Davacı Tüketici Sorunları Hakem Heyeti kararının iptali istemiyle Tüketici Mahkemesine iptal davası açmıştır. Mahkemece; davanın kabulüne ve dava konusu hakem heyeti kararının iptaline karar verilmiştir. Davalı iş bu kararı süresinde temyiz etmiştir. Mahkeme; esas kararın kesin olarak verildiği gerekçesiyle davalı tarafından süresinde yapılan temyiz talebinin reddine karar verilmiş, davalı tarafından verilen bu ek karar da süresinde temyiz edilmiştir. 4077 sayılı Tüketicinin Korunması Hakkındaki Kanunun yürürlükte olduğu dönemde tüketici lehine verilen tüketici hakem heyeti kararına yapılan itiraza ilişkin eldeki davada verilen kararın temyizinin mümkün olup olmadığı, bir başka ifadeyle esas kararın kesin olup olmadığı tartışılmalıdır.

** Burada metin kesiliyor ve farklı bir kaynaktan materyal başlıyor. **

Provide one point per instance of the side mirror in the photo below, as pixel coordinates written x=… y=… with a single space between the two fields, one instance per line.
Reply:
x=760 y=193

1086 sayılı Hukuk Usulü Muhakemeleri Kanunu’nun 427/2. maddesinde, miktar veya değeri belirli bir tutarın altında kalan taşınır mal ve alacak davalarına ilişkin nihai kararların kesin olduğu, dolayısıyla temyizinin olanaklı bulunmadığı hükme bağlanmıştır. Yasa koyucu bu hükümle açık bir biçimde, bir kararın temyiz kabiliyetini haiz bulunup bulunmadığını belirlerken, davanın miktar veya değeri yanında temel ölçü olarak davanın türünü de esas almıştır. Davada, davacının abonelerinden almakta olduğu kayıp-kaçak bedelinin iadesine dair Tüketici Sorunları Hakem Heyetince verilen kararın iptali istemiyle davalının yarattığı çekişmenin giderilmesi talep edilmiştir.
Her ne kadar davacının davalıdan aldığı kayıp-kaçak bedeli miktar itibariyle 4077 sayılı Tüketicinin Korunması Hakkında Kanunun 22/5. maddesinde ve Hukuk Usulü Muhakemeleri Kanunu’nun 427. maddesinde öngörülen kesinlik sınırının altında bulunmakta ise de; yaratılan çekişme ve verilen hüküm bir yıla mahsus olmadığından ve ileriki yıllara da yönelik olduğu, dolayısıyla art etkisinin bulunduğu, yine kayıp kaçak vs. bedellerinin alınması uygulaması nedeniyle eldeki dosyada tek bir abone uyuşmazlığı yargıya taşımış olmasına karşın, ortada tüm aboneleri ilgilendiren toplu bir uyuşmazlığın bulunduğu her türlü duraksamadan uzaktır. Dolayısıyla yaratılan çekişme ve hukukî uyuşmazlığın kesinlik sınırının dışında kaldığı da açık ve belirgindir. (Yargıtay Hukuk Genel Kurulunun 13/05/2009 tarih 2009/13-122, 189, 13/10/2010 tarih 2010/13-406, 503 Esas, Karar sayılı kararlarında da aynı ilkeler benimsenmiştir)
Kesin olmayan bir kararın mahkemece kesin olarak verildiği belirtilerek ve gerçekte kesin olmayan bir karara ilişkin olarak mahkemece kararın kesin olduğunun yazılması ve bu kararın temyizine ilişkin dilekçenin kararın kesin olduğundan bahisle red edilmesi yok hükmünde olup, hukuki sonuç doğurmaz.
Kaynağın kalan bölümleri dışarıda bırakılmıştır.